CK is an enzyme that increases when there is muscle damage. Both exercises caused an increase in CK levels, indicating muscle stress and damage. However, the increase was more pronounced after the leg press, reflecting the greater muscle mass involved in this exercise.

Why do these changes matter?

Understanding these hormonal and inflammatory responses is crucial for several reasons:

  • Optimizing training: Knowing how different exercises affect your body can help tailor workout programmes to achieve specific goals, whether it’s muscle growth, endurance, or recovery.
  • Recovery strategies: Different exercises might require different recovery strategies. For instance, exercises like the leg press, which causes more inflammation and muscle damage, might benefit from longer recovery periods or specific nutrition and hydration strategies.
  • Health implications: Chronic inflammation is linked to various health issues. Understanding how to manage and mitigate exercise-induced inflammation can contribute to overall health and well-being.

Practical takeaways

  • Mix it up: Incorporate both upper and lower body exercises into your routine to benefit from the unique hormonal and inflammatory responses each type provides.
  • Listen to your body: Pay attention to how your body feels after different workouts. If you notice significant soreness or fatigue, give yourself adequate time to recover.
  • Nutritional support: Support your workouts with proper nutrition, focusing on anti-inflammatory foods and adequate protein to aid muscle repair and growth.
nutrition and exercise
Photo by Farhad Ibrahimzade on Unsplash

The bigger picture

This study sheds light on the complex ways our bodies respond to different types of resistance exercises.
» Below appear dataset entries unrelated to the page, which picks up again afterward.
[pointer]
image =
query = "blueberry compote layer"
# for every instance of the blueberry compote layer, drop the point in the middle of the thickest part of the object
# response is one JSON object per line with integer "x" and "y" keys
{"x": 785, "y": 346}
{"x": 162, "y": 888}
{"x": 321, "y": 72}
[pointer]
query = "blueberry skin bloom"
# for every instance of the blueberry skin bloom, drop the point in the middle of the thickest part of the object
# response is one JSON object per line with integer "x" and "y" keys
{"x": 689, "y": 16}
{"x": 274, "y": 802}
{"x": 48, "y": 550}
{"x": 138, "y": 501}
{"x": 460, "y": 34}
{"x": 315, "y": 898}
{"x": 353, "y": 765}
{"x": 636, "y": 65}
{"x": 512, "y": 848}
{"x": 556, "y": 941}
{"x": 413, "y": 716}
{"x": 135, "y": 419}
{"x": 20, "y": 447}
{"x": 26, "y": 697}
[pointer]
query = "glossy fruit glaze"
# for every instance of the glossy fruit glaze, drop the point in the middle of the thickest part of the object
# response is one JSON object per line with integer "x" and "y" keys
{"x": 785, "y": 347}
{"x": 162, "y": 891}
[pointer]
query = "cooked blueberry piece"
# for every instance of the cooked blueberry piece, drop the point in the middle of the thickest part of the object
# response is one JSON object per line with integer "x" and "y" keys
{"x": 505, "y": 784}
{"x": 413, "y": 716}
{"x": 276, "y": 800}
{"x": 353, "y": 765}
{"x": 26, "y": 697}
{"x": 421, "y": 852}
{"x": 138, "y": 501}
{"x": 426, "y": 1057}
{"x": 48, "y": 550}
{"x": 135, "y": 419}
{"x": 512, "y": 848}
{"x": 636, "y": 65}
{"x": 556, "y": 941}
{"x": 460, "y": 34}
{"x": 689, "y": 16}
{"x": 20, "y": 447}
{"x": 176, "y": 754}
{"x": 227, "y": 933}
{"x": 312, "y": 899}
By understanding these responses, we can better design workout programmes that not only maximise performance but also support overall health and recovery. Whether you’re a seasoned athlete or just starting, paying attention to how your body reacts to different exercises can help you make informed choices and achieve your fitness goals more effectively.

Both the bench press and leg press have unique effects on our bodies, influencing hormones and inflammation in different ways. Incorporating a variety of exercises and being mindful of your body’s needs can help you stay fit, healthy, and resilient.